Google built a lot of services for Android, like Maps, YouTube, Play Store and many others.
It's already clear that an Android phone without Google services is only welcomed in the Chinese mainland, where there's no Google service anyway.
So even if Harmony OS becomes a success, the European buyers will still ignore Huawei smartphones, unless they really want something without Google.
Huawei's solution to this problem is Huawei Mobile Service and the App Gallery. They are still too young for us to call a success or failure.
But previous experiences have told us that Samsung's Tizen now rests on TVs and Microsoft's Windows Mobile now rests nowhere.
Building an ecosystem from scratch might have become a job too hard to be done.
Huawei's laptop business was doing great before Windows was removed.
But that may not be a serious problem for average users.
On one side, Linux is there. Linux distributions may not be the best for personal use, but they are largely tolerable when tuned right.
On the other side, many people in developing countries are still pirating Windows heavily. Some of the users just don't care if a laptop comes with Windows preinstalled or not.
With that said, using Harmony OS 2.0 to replace Windows in Huawei laptops is still not a good idea for now.
The problem lies in apps. Windows apps are so versatile that even Microsoft themselves cannot beat them.
Microsoft tried hard in recent years to promote a new kind of native app. But the ecosystem is only surviving, not thriving. Users still prefer the old, "dot-exe" way.
There's obviously no way for Harmony OS to support Windows executables.
This is where things start to get interesting.
Linux is not only the foundation of Android and internet servers, but also a widely used OS forIIoT devices like wearables, smart home products and industry internet systems.
Huawei already has LiteOS, a tiny OS for IoT stuff that's proved to be working great.
Actually, part of the Harmony OS was built on LiteOS.
After Huawei released the first part of the Harmony OS source code, programmers around the world showed interest and read them.
Turned out, the IoT part of Harmony OS was a tweaked version of LiteOS, with an addition of distributive computing capabilities.
So, it's largely possible for Huawei to win a part of the IoT market.
But challenges remain. There are already many established IoT brands even in China.

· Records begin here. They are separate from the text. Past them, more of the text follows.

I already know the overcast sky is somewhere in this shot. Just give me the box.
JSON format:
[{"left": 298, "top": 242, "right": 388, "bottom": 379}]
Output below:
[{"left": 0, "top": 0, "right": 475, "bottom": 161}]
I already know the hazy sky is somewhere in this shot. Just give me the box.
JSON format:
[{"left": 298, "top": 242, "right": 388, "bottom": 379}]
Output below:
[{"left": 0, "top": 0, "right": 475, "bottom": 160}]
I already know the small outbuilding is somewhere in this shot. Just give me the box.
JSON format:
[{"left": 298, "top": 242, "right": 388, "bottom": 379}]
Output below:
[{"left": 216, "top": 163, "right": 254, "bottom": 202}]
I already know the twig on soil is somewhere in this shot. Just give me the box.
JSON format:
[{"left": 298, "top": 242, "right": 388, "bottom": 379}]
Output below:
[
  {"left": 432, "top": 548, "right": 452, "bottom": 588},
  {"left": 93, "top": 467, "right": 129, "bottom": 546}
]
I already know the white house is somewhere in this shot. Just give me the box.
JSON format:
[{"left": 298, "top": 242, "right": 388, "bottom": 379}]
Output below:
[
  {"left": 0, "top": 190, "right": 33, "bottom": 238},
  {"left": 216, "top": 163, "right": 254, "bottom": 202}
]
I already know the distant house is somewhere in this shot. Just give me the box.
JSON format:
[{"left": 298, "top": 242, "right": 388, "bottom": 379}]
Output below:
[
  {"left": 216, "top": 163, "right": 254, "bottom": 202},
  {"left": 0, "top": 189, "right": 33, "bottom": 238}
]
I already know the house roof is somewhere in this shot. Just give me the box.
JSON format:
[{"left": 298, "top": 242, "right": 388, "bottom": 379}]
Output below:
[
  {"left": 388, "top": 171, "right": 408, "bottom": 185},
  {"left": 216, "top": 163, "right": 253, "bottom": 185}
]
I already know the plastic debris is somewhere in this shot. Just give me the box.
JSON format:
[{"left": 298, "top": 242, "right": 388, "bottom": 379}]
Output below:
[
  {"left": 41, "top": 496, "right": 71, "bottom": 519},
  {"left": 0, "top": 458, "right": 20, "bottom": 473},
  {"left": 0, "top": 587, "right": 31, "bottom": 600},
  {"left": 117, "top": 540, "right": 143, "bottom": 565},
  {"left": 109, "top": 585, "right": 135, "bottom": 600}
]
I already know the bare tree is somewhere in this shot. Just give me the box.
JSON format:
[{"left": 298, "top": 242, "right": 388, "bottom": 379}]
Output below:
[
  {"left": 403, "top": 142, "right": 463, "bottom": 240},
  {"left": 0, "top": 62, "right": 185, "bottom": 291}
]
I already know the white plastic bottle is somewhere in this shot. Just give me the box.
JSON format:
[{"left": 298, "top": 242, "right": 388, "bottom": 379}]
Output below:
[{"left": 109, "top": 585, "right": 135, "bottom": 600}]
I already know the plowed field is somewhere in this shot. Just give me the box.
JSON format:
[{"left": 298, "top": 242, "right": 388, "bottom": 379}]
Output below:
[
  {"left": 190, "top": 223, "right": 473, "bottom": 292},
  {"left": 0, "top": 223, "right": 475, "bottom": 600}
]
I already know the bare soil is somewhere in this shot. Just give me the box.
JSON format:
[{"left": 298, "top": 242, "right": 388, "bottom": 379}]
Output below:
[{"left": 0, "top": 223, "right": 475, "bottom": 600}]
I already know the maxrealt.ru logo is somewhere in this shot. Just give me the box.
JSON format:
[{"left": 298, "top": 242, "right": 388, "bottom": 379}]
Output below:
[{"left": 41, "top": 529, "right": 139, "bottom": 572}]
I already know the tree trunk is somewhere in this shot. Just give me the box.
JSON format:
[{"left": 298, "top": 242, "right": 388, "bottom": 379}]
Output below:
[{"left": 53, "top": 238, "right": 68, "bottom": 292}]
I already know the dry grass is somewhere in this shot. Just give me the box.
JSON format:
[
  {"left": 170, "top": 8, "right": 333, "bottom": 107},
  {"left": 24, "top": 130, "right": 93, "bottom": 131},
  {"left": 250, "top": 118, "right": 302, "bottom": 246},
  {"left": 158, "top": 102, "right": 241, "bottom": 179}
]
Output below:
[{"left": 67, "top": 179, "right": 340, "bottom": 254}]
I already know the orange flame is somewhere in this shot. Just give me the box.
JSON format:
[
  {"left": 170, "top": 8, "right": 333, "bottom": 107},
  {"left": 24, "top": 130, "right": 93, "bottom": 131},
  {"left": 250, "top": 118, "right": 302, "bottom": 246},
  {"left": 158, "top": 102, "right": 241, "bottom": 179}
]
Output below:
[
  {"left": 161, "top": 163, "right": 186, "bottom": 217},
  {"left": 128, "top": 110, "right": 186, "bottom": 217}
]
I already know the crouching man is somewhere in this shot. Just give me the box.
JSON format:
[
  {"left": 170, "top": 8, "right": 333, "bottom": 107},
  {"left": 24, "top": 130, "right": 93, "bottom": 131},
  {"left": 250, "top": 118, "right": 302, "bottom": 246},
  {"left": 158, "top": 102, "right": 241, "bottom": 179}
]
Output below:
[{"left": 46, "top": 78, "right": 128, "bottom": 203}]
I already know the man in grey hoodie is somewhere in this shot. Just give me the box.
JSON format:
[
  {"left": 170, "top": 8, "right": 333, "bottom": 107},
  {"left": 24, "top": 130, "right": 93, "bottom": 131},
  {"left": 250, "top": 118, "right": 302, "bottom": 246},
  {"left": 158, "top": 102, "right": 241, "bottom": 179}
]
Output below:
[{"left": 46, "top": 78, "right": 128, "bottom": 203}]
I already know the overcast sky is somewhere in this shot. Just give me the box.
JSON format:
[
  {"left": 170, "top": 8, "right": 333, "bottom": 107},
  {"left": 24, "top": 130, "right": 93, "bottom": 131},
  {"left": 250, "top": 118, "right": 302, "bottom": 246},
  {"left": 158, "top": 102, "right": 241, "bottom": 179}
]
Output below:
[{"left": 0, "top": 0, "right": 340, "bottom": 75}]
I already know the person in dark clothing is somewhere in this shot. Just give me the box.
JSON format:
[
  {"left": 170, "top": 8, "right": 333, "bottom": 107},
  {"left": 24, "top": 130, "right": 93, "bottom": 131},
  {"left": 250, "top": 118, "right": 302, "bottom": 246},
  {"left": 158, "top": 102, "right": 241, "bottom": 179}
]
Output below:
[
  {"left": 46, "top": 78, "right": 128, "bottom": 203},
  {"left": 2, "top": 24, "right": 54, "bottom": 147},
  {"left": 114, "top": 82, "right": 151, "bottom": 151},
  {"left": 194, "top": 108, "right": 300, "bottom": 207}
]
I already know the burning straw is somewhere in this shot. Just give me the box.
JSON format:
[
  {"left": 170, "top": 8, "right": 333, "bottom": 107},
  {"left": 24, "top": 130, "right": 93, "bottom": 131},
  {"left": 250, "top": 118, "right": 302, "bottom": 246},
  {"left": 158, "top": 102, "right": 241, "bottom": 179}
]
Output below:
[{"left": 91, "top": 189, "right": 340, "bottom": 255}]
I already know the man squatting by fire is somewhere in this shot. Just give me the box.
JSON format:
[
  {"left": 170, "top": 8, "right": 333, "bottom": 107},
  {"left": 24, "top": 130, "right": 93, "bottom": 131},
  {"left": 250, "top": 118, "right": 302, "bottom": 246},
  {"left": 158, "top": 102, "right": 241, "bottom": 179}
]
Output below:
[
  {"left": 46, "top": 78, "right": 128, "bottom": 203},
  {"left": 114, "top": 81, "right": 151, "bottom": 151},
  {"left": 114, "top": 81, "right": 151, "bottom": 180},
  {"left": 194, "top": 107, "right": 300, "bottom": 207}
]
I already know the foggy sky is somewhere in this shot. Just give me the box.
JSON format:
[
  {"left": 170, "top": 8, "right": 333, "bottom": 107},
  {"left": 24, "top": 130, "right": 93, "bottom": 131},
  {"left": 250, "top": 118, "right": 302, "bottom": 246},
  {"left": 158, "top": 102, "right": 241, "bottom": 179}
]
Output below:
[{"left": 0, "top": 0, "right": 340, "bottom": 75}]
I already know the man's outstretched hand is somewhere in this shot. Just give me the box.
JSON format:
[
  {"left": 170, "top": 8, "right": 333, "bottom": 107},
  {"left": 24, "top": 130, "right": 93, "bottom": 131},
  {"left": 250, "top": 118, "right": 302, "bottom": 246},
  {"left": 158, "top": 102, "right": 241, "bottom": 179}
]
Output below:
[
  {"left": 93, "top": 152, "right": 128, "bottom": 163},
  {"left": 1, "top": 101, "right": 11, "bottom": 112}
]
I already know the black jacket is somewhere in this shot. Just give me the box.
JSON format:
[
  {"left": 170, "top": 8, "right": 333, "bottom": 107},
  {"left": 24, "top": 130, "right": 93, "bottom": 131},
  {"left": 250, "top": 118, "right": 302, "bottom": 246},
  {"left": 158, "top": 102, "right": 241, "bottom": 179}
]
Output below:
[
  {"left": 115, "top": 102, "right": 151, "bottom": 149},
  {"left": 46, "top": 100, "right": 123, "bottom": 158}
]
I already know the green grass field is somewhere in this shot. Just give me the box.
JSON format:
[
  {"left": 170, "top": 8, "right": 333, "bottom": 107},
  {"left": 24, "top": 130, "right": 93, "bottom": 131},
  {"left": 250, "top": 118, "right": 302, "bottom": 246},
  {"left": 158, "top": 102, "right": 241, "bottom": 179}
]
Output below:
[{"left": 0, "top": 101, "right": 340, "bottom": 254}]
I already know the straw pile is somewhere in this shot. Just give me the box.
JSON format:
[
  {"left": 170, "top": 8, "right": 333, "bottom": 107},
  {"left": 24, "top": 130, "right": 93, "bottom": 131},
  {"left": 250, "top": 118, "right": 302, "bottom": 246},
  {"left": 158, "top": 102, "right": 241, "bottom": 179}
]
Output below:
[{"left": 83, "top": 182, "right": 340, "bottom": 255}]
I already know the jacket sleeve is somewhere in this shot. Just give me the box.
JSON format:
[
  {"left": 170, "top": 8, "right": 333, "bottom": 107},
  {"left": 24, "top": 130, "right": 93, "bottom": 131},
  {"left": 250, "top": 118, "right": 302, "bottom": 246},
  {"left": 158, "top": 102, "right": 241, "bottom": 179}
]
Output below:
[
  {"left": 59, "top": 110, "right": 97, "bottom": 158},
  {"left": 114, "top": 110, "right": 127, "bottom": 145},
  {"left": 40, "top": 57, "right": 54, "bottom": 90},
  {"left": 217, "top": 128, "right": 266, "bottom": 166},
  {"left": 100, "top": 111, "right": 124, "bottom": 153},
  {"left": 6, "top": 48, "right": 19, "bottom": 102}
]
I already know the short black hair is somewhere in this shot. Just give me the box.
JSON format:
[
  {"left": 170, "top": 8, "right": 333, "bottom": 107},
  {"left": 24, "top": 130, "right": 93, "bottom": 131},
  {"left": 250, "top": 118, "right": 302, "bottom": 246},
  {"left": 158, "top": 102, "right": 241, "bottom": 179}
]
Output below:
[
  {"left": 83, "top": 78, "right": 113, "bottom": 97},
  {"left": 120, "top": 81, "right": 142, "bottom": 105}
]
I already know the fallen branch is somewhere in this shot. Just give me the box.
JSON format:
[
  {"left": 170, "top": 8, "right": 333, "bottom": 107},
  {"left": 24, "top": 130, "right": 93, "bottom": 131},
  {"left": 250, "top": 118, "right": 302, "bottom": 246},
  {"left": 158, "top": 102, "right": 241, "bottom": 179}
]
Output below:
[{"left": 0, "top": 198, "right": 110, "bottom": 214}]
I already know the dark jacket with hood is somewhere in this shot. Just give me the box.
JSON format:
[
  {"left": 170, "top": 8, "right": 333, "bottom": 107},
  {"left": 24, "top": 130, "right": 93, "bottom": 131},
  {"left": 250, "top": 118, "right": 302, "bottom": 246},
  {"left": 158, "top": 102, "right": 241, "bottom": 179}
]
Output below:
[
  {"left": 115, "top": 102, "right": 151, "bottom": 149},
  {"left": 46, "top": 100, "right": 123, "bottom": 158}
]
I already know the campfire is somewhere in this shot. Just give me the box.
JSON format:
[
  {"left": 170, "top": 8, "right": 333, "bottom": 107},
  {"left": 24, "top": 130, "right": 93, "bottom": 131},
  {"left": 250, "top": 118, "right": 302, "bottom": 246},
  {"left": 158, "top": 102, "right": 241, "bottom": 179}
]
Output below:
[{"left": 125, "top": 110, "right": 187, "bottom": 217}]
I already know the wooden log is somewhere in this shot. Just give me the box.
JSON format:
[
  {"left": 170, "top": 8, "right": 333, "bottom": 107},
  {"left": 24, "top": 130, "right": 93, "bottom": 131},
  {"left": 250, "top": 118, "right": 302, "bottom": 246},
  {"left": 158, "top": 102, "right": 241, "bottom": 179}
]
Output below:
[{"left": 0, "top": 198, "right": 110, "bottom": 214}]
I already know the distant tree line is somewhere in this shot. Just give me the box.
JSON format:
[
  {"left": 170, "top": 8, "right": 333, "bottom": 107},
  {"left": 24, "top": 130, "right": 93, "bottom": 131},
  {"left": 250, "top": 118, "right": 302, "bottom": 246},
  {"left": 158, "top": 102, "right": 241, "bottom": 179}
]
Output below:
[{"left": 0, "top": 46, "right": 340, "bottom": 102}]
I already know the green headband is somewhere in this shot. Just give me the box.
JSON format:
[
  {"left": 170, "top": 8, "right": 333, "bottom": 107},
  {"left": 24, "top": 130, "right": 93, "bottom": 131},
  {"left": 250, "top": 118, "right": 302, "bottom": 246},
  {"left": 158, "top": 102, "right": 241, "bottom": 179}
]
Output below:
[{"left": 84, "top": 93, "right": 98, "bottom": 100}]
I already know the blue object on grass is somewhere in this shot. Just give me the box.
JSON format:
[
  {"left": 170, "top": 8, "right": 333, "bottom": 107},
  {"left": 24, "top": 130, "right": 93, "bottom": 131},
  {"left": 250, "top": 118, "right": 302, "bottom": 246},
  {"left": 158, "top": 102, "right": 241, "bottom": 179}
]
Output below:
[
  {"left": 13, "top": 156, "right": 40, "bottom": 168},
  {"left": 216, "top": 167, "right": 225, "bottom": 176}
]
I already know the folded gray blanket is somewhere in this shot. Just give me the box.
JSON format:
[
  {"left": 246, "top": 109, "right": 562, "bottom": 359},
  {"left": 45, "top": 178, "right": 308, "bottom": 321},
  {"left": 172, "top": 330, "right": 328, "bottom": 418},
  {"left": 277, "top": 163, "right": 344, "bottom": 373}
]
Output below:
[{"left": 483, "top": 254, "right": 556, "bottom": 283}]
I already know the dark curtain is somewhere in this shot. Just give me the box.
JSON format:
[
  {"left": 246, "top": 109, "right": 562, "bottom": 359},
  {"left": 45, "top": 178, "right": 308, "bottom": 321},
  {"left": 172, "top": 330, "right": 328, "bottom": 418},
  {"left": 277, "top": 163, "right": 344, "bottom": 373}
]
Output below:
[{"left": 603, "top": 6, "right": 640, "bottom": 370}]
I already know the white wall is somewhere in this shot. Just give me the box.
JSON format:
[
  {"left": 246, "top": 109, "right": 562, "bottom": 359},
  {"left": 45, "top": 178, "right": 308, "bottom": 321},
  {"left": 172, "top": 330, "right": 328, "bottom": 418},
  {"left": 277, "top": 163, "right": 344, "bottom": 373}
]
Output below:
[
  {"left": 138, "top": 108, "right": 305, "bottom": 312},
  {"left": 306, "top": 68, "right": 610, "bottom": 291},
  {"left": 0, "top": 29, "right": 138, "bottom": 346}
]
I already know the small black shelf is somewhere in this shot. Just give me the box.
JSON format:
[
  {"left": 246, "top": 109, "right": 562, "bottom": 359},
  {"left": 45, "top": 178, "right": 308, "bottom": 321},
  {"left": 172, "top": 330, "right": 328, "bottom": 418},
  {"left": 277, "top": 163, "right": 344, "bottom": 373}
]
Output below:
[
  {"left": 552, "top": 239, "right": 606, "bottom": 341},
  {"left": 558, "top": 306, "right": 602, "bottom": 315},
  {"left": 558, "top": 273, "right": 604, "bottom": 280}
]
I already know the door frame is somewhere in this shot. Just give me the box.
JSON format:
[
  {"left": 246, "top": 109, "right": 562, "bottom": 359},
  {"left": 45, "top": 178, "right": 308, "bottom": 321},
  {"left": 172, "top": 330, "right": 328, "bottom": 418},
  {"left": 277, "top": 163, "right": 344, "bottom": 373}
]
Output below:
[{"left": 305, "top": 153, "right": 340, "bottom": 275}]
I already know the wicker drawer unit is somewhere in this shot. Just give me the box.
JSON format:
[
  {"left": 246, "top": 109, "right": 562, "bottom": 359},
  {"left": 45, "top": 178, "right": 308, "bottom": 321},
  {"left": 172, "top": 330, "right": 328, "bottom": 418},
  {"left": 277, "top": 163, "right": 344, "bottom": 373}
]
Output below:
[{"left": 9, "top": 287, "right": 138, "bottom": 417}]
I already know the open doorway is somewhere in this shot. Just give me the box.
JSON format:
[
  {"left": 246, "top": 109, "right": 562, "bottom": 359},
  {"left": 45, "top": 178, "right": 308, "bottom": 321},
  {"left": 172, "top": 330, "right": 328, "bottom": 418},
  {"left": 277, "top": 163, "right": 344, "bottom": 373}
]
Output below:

Xiaomi has united many smaller electronics companies to form an alliance and try to own the smart home market. And Haier chose to produce everything with their own technologies.
Both companies have already built matured solutions that have been put into millions of homes in China.
What kind of difference can Huawei make here? That's one of the biggest question marks around Harmony OS 2.0 right now.
We'll cover more about Huawei's new OS after experts finish analyzing the code.
You can also read Huawei's code right now since the IoT part of the OS is freely available.